Kirkuk, Iraq – 11 January 2021
Deputy Special Representative of the United Nations Secretary-General, Resident Coordinator and Humanitarian Coordinator for Iraq, Ms. Irena Vojáčková-Sollorano, visited Hawija district in Kirkuk governorate. She called for scaled up efforts to meet the needs of internally displaced persons (IDPs) and returnees in areas of origin; work with the communities; and support the Iraqi Government in promoting local reintegration of IDPs and effective protection.
“Hearing from returnees in Hawija about their ongoing hardship three years after the conclusion of the military operations against ISIL reinforced how much work remains, both here in Kirkuk and throughout Iraq,” said Ms. Vojáčková-Sollorano. “While the United Nations and humanitarian partners are working to facilitate voluntary, safe and dignified returns and provide support in return areas, it’s evident that we need to redouble all efforts. We are coordinating closely with the Government of Iraq, local authorities, and development partners to help make returns sustainable. However, we will not be able to ensure humanitarian and development services for the people of Hawija without open, unimpeded and sustainable access for our work — to both returnees and the communities to which they return.”
Representatives for OCHA, UNHCR, IOM, and UNDP joined the Humanitarian Coordinator on the mission. During her visit, Ms. Vojáčková-Sollorano met with the Mayor of Al Zab subdistrict and returnee families and laid the groundwork for the future collaboration between humanitarian and development actors working in the area — to ensure the scale up of area-based coordination in Hawija.
As of October 2020, over 163,000 IDPs had returned to their areas of origin in Hawija district, according to IOM’s Return Index. Absence of basic services and insecurity continues, however, with over 64,000 returnees living in poor conditions, highlighted by a lack of livelihood opportunities, services, social cohesion and security. Many formerly displaced persons could not return to their homes due to extensive damage or destruction, and ended up renting accommodation, staying in crowded accommodation with relatives or living in unfinished houses. Hawija has also recently received approximately 2,000 IDPs after the latest round of camp closures. Both returnees and IDPs in the district are in urgent need of shelter, cash assistance, sources of income, civil documentation and social cohesion.
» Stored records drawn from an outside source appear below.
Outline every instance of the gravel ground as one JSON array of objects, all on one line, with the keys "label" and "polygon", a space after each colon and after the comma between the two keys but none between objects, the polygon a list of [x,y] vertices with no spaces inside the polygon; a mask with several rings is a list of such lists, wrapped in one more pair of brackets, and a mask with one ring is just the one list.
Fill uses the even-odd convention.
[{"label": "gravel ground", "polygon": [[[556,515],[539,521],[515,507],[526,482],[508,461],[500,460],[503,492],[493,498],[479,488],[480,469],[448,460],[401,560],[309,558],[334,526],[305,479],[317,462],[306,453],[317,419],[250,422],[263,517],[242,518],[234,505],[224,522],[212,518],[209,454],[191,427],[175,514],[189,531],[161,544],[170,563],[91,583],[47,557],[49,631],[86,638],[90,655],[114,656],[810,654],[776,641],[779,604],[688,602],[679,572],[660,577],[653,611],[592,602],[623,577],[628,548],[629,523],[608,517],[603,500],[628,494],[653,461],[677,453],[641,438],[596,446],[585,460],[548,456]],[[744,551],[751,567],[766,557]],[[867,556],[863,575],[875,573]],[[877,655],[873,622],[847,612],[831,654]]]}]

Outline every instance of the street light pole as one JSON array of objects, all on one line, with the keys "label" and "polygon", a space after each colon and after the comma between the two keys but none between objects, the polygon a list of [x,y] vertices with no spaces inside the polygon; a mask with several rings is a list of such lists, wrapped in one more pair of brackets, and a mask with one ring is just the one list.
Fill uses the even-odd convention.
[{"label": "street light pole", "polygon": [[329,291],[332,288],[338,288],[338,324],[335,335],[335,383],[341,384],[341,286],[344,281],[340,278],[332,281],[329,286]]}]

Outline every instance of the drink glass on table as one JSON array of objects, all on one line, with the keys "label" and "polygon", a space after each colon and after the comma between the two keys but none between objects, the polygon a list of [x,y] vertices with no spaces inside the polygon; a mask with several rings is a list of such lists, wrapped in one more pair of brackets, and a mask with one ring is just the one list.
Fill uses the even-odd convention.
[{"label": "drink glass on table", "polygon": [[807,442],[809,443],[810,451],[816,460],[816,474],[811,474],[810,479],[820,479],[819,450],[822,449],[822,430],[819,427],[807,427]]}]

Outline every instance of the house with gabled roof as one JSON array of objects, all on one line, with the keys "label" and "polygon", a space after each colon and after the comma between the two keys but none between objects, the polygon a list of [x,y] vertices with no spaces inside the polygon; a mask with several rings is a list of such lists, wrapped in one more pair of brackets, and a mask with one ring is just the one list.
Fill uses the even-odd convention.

IOM, UNHCR, UNDP, and OCHA are engaged in activities to support the urgent needs of IDPs, returnees, host communities and other vulnerable populations in Iraq, in collaboration with the government. UNDP’s Funding Facility for Stabilization has completed 132 projects in Kirkuk to support infrastructure rehabilitation, immediate livelihood support and capacity support to the local municipality. Hawija continues to be a priority area for intervention as the project moves into its next phase of delivery. UNHCR continues to support vulnerable IDPs and returnees through the distribution of cash assistance to meet their basic needs; 58% of the IDPs targeted for the winter have already received this assistance. UNHCR is also providing legal assistance to families to obtain civil and property documentation and working with partners to rehabilitate infrastructure in areas of return. IOM’s work in Kirkuk has been focused on infrastructure rehabilitation, community engagement and livelihoods — notably through individual livelihoods assistance, cash for work and the Enterprise Development Fund (EDF). EDF encourages private sector job creation and economic recovery and development through tailored support to Small and Medium Enterprises; so far, 93 businesses in Kirkuk have received over USD 1.5 million in funding through this mechanism.
Ms. Vojáčková-Sollorano reaffirmed the UN’s commitment to enhancing humanitarian assistance for both IDPs and returnees, and its readiness to continue collaborating with the Government of Iraq, local authorities and partners in addressing challenges related to stabilization, reconstruction, and development.